Les ventes de maisons existantes en mai ont chuté pour le quatrième mois consécutif en raison d’une très faible offre de maisons sur le marché.
Les ventes de maisons existantes ont chuté de 0,9% le mois dernier par rapport à avril à un taux annualisé corrigé des variations saisonnières de 5,8 millions d’unités, selon la National Association of Realtors. Le taux de 5,8 millions est légèrement supérieur aux niveaux d’avant la pandémie.
Les ventes étaient de 44,6% plus élevées qu’un an plus tôt, mais cette comparaison est massivement faussée étant donné que le marché du logement s’est essentiellement fermé pendant environ deux mois au début de la pandémie. Le marché a ensuite rebondi de façon spectaculaire l’été dernier et est resté solide toute l’année dernière.
“Les ventes reviennent essentiellement à l’activité pré-pandémique”, a déclaré l’économiste en chef de Realtors, Lawrence Yun. « Le manque d’inventaire continue d’être le facteur écrasant qui freine les ventes de maisons, mais la baisse de l’abordabilité exclut simplement du marché certains acheteurs pour la première fois. »
À la fin du mois de mai, seulement 1,23 million de logements étaient à vendre, soit une baisse de 20,6 % par rapport à l’année précédente. Au rythme actuel des ventes, cela représente un approvisionnement de 2 mois et demi.
Des stocks très bas dans un contexte de forte demande continuent d’alimenter des augmentations de prix extraordinaires. Le prix médian d’une maison existante en mai était de 350 300 $, soit une augmentation de 23,6 % par rapport à mai 2020. Ce n’est pas seulement le prix médian le plus élevé jamais enregistré, mais aussi la plus forte appréciation annuelle jamais enregistrée.
Les prix, cependant, sont faussés par la composition des ventes.
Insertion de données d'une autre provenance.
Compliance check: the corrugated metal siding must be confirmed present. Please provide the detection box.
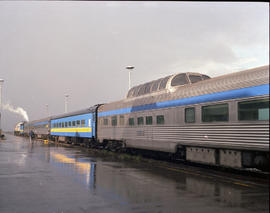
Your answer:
[99,122,269,151]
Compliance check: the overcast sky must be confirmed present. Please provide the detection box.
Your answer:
[0,1,269,130]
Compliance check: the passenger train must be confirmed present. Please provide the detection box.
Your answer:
[16,66,269,170]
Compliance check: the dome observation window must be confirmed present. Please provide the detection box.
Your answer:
[151,78,162,92]
[188,75,202,83]
[158,76,171,90]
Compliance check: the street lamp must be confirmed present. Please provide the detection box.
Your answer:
[126,66,134,90]
[46,104,49,117]
[0,79,4,137]
[65,94,69,113]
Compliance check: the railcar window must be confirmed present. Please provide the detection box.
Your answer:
[119,115,125,126]
[202,104,229,122]
[112,116,117,126]
[157,115,165,124]
[137,117,144,125]
[185,107,195,123]
[128,118,135,126]
[238,99,269,121]
[202,75,210,80]
[145,116,153,125]
[144,82,151,94]
[138,85,146,95]
[103,118,108,126]
[171,73,188,86]
[81,120,85,127]
[188,75,202,83]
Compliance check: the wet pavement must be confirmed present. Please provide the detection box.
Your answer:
[0,135,269,213]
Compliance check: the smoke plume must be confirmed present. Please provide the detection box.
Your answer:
[2,104,29,121]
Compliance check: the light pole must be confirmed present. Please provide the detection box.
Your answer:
[65,94,69,113]
[46,104,49,117]
[126,66,134,90]
[0,79,4,137]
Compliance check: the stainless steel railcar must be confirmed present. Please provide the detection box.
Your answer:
[98,66,269,171]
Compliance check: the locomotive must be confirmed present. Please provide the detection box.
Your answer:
[15,65,269,170]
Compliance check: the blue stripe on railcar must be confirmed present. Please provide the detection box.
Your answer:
[51,113,95,138]
[98,84,269,117]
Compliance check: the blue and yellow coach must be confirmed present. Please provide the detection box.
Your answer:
[50,106,98,142]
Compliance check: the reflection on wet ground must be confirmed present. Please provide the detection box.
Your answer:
[0,135,269,213]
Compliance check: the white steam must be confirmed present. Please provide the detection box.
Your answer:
[2,104,29,121]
Le marché est maintenant incliné vers le haut de gamme, où il y a beaucoup plus d’offres de maisons à vendre. Par exemple, les ventes de maisons de 100 000 $ à 250 000 $ ont chuté de 2 % par rapport à il y a un an, tandis que les ventes de maisons de 750 000 $ à 1 million de dollars ont bondi de 178 %.
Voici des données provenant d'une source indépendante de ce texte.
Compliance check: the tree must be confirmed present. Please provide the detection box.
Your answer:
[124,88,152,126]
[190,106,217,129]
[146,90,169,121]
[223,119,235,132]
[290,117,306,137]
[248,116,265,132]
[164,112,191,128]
Les ventes ont baissé dans toutes les zones géographiques, sauf dans le Midwest, où les prix des logements sont les plus bas.
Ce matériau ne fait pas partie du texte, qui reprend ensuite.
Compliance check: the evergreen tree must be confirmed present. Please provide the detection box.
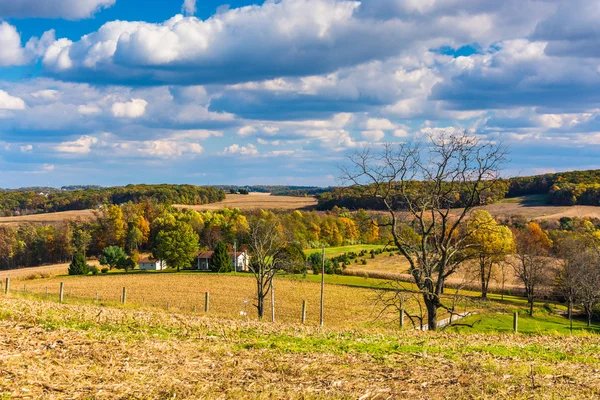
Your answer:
[210,242,233,272]
[69,253,90,275]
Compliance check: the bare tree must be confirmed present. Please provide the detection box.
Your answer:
[511,222,553,316]
[248,216,286,319]
[556,233,587,321]
[343,131,506,330]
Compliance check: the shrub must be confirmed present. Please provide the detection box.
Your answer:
[69,253,90,275]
Les taux hypothécaires ont chuté assez fortement en avril, lorsque la plupart de ces contrats ont été signés. Le taux moyen des obligations à 30 ans a terminé mars à 3,45 %, et début mai, le taux se dirigeait en dessous de 3 %, selon Mortgage News Daily. Cela aurait donné aux acheteurs un pouvoir d’achat supplémentaire, mais la baisse des taux n’a clairement pas suffi à compenser la hausse rapide des prix des maisons.
Le nombre de ventes de maisons nouvellement construites – qui sont basées sur des contrats signés et non sur des fermetures – a chuté de 6% en avril par rapport à mars, selon le recensement américain. Les prix de ces maisons ont augmenté d’environ 20 % d’une année sur l’autre.
“Avec quatre baisses mensuelles consécutives des ventes de maisons existantes, l’activité des ventes de mai indique une modération potentielle de la croissance pour le reste de 2021”, a déclaré George Ratiu, économiste principal chez realtor.com. “Alors que l’inflation pèse sur les budgets des consommateurs et que la Réserve fédérale indique qu’elle pourrait retirer son assouplissement monétaire plus tôt que prévu, les taux d’intérêt et les prix élevés maintiendront l’accessibilité au premier plan pour les acheteurs.”